Turning on the television, after partaking in rigorous house chores, the first station that came on was showing Telemundo. Without thinking twice, I changed the channel to watch news instead.
So why did I do that with immediate alacrity? This is a tale of once bitten, twice shy. So far, Telemundos have not been able to ‘help my condition’, rather they made me have a false sense of the real world.
It all started when boo and I were having serious issues threatening our relationship. Ever since, it had been lovey dovey all the way, especially when we started dating. Then some months down the line, our relationship took some new twists and the arguments and quarrels started creeping in, gradually. Determined to make our relationship work, knowing that we are two imperfect different individuals, we resorted to sorting our differences amicably without letting it linger onto the next day no matter what.

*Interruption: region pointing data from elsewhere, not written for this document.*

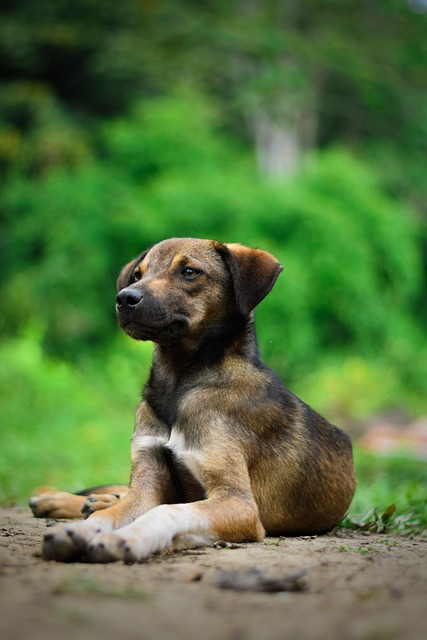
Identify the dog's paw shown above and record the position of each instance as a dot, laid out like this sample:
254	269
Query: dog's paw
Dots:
55	504
67	542
96	502
106	547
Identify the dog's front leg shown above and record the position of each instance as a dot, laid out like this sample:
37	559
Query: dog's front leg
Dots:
229	513
150	485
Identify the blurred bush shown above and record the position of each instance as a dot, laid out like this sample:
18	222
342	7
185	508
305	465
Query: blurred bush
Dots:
352	254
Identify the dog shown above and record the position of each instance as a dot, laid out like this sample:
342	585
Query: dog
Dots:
221	450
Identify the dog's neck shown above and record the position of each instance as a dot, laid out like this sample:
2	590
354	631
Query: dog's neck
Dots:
238	339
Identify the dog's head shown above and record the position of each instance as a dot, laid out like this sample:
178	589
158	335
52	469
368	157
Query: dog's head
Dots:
182	289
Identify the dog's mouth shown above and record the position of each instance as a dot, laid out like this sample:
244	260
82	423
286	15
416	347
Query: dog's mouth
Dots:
166	332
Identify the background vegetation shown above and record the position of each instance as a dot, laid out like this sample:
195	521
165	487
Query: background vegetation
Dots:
300	128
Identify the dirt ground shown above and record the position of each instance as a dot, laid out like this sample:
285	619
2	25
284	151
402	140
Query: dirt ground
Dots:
356	587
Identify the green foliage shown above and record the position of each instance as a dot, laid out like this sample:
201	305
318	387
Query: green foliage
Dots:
391	494
64	426
125	123
350	251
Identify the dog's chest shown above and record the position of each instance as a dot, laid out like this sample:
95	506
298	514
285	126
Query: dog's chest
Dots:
188	456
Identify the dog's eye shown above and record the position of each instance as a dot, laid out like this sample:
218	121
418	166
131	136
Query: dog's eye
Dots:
189	273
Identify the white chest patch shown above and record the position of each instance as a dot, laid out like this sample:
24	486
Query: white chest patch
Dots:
190	457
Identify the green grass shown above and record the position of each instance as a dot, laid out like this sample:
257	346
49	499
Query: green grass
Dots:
391	494
70	427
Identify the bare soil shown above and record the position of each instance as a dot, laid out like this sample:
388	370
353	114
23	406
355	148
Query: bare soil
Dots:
356	587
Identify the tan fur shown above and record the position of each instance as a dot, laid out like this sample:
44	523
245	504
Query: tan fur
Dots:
221	449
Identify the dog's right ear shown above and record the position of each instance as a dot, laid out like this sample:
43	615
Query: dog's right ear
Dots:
125	274
253	271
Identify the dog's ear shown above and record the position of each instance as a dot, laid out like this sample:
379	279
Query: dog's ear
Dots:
254	273
125	273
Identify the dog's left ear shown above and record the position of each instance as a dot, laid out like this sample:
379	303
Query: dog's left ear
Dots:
125	273
254	273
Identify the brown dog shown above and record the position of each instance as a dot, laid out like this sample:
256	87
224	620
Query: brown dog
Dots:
221	449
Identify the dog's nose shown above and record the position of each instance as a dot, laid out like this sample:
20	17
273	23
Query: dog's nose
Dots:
128	298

However, all hell was let loose when I saw a different side of boo that I had never seen. We had a major quarrel and for the first time, I saw him flare up. The cool, calm, collected guy I knew, was gone. He was deeply pained. I’m still trying to recollect what went wrong though, but I do know things went out of hand.
At that point, our relationship was threatened. What did I do? It was not like I was totally at fault, but the more I tried to make him see his own faults too and see things from my own perspective, the more he became defensive and found it more offensive.
A day after, we didn’t talk. We were waiting for the first person to reach out to the other. Okay, so I sat down and thought things through, I had to swallow my pride and apologise even though I knew he had also offended me too.
I dressed up and went to visit him in his house. I had already mapped out what I was going to do and it was largely influenced by what I watched on television. Then, after watching a scene from one of the current Telemundos airing at that time, I thought I could apply the same strategy learnt.
This is what happened. The lady in the Telemundo, who had offended her man, was able to appease him with sex. Going to her man’s house, she was dressed to kill as she sought to make amends. The next thing she did was to try to manipulate him with tears and guess what? It worked. It didn’t end there, she walked out on him crying, saying that if he wanted her no more, she would be fine.
That is how in this Telemundo, the guy pursued her into the streets, not minding onlookers watching them stage an ‘entertaining’ drama for their view, he begged her to come back, pleading that he didn’t want her to leave his life, kneeling down and all that. With all that show of love and desire, they made up just like that and the next thing, they landed on the bed!
So I thought I could act that out with boo when we had issues. Omo, boo didn’t fall for my tears, first of all. He kept explaining and hammering on what he considered I did wrong. I left his presence in annoyance, thinking he would run after me to come back. I walked and walked on the streets expecting him to run after me like the guy in Telemundo, only to turn back to see nobody was coming after me except a corn seller, who was running to sell corn to a customer in a moving vehicle! Just imagine? It took serious prayer and fasting, plus the intervention of our mentor for boo and I to let go and carry on.
I thought I was the only one who Telemundo affected negatively until Sunday morning, during sermon, the preacher who was speaking on relationships, said that Telemundo also ‘showed him pepper’. According to him, these television series made him have the wrong expectations and perceptions of marriage.
Having watched an episode that a couple made up by passionate love making after a serious quarrel, he thought that he could apply that to his household. Then, he was newly married,and he was so eager to have his first quarrel to experience what he saw on Telemundo. So he waited for the first fight with his wife thinking that he would just grab her and plant a kiss on her lips and from there they would move to passionate love making and forget their heated argument just like that! In fact, it was not as easy as he envisaged; their quarrel was further exacerbated, and what Telemundo painted was very far from what he experienced. It was a different ball game entirely. In fact he had to resort to other tested and proven methods of resolving conflicts to save his marriage.
With that experience, now, I belong to the class of women who would never bother spending their time watching Telemundo series. This is because of the unrealistic expectations they have created in my mind. Instead, I would engage myself watching something else educative or funny and not something that gives me a unrealistic expectation about marriage and relationships because what they act, does not happen in the real world.